Interrupts aren't really relevant unless you're running this on a single-core VM. On a normal system with a multi-core CPU, two threads can be running simultaneously on separate cores. This is why we have C++ std::atomic<>
and C _Atomic
which are useful for single variables like int
.
It depends on your memcpy implementation. Any non-terrible one won't do any single-byte copies, and all the 16-bit loads/stores will actually be part of larger loads/stores (or possibly the internals for rep movsb
microcode). It's hard to imagine how a sensible compiler (not a DeathStation 9000) would ever choose to inline a copy that could introduce tearing across a uint16_t boundary.
But if you don't do it manually (e.g. with AVX intrinsics), it is barely possible some weird optimization could get a compiler to do a byte load/store.
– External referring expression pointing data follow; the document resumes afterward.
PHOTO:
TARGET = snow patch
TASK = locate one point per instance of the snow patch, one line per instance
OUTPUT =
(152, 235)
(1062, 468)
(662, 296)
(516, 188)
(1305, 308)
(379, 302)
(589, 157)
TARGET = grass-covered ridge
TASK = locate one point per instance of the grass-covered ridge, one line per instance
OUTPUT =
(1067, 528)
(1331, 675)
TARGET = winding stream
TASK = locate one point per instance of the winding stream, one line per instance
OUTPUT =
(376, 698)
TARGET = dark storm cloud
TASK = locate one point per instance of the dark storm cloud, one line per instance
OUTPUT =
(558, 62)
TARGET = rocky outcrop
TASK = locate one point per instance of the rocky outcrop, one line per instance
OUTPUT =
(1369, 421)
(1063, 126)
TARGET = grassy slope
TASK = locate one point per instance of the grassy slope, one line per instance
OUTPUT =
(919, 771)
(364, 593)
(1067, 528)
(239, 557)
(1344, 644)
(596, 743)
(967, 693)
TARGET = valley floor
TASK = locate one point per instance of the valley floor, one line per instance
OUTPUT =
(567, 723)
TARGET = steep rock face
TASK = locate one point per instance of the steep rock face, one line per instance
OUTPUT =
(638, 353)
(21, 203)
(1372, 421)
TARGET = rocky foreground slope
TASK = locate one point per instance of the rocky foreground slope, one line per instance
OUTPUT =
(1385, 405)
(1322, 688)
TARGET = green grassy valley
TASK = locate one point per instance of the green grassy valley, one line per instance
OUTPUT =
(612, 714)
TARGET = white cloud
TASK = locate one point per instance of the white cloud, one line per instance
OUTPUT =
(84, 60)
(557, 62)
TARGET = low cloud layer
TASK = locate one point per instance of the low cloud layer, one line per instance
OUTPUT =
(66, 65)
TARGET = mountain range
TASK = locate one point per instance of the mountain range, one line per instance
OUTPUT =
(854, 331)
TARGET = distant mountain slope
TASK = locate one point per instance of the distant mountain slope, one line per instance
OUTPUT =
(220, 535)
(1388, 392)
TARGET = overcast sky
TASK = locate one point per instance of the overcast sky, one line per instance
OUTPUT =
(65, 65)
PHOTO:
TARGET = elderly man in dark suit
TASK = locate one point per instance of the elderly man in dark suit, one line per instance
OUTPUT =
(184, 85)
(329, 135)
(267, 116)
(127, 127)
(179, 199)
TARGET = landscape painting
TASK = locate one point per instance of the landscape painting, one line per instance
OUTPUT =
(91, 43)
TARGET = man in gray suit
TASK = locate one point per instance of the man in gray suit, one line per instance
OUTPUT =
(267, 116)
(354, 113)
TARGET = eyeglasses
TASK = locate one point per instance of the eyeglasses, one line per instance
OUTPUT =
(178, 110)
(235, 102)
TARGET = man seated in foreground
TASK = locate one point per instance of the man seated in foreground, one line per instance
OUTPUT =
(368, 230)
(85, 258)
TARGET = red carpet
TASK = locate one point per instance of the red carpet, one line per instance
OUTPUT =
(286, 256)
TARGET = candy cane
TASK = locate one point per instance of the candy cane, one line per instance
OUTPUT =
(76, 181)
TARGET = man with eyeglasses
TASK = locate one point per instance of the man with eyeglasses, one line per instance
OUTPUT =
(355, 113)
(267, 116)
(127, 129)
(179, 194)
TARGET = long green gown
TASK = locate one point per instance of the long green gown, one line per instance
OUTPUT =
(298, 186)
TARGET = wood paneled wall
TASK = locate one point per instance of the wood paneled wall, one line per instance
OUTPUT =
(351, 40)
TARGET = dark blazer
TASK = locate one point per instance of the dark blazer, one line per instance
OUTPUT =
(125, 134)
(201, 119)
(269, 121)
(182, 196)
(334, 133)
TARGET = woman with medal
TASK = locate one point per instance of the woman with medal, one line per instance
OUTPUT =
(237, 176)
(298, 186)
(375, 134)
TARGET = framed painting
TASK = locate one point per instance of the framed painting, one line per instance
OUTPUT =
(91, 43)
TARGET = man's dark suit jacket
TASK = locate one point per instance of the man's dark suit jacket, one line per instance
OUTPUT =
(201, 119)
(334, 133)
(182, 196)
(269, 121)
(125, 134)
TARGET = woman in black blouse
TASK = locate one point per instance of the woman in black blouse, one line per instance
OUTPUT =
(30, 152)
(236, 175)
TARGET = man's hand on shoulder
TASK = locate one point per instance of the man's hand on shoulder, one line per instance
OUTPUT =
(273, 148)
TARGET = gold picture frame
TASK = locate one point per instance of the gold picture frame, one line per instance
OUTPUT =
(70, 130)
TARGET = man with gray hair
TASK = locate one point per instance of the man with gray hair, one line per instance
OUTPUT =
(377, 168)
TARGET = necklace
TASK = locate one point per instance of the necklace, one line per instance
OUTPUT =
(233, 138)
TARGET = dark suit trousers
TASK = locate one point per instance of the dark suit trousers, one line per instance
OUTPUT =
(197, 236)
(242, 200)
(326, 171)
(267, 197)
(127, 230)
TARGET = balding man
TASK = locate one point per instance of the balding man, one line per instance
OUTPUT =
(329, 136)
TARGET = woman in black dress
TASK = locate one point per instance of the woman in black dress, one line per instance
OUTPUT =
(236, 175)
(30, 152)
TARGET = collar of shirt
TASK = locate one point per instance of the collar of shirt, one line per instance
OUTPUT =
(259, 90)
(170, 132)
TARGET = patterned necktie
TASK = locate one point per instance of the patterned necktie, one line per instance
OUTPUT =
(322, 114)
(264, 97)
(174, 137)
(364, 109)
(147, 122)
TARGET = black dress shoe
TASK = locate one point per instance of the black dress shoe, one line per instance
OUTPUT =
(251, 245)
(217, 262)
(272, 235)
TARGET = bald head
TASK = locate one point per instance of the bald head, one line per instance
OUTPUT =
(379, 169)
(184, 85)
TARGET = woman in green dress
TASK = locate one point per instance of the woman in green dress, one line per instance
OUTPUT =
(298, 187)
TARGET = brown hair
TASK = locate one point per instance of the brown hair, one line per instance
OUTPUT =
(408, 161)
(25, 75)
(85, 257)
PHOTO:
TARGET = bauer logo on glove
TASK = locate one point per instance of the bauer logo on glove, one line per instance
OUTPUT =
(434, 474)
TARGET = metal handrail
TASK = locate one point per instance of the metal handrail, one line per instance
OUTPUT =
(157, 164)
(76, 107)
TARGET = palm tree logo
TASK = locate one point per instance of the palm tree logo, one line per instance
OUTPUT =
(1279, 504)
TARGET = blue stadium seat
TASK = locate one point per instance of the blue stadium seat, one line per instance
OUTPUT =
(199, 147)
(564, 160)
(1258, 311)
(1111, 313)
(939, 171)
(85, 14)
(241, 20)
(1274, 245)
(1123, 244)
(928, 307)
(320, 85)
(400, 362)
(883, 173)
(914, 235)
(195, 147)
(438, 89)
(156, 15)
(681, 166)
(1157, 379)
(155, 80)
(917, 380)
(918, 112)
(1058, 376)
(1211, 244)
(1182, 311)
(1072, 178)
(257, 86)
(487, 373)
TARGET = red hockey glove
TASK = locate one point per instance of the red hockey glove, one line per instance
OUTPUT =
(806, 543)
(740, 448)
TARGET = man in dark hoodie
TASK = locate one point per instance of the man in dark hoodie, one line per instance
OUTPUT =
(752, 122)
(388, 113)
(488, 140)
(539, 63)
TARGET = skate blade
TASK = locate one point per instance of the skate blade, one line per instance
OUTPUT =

For a SIMD implementation like a normal library will use for small sizes, it comes down to Per-element atomicity of vector load/store and gather/scatter? - annoyingly there's no formal guarantee from either major x86 vendor (AMD or Intel). It's almost certain that it's safe, though, especially if the entire vector is itself aligned (so no cache-line splits or page splits). Using alignas(64) uint16_t global_buffer[128];
would be a good way to ensure that.
If your total copy size wasn't a multiple of the vector width, overlapping copies still won't introduce tearing within one uint16_t
. Like the first 8 uint16_t and the last 8 uint16_t, for copy sizes from 8 (full overlap) to 16 (no overlap) array elements.
And BTW, that's basically what glibc memcpy
does for small copies. A 4 to 7-byte memcpy is done with two 4-byte loads and 4-byte stores, 32 .. 63 bytes is done with 2x 32-byte vectors. (2 fully-overlapping avoids store-forwarding stalls when reading later, vs. two non-overlapping halves. The upper end might actually let it go up to 64 bytes with a pair of full-size AVX vectors.)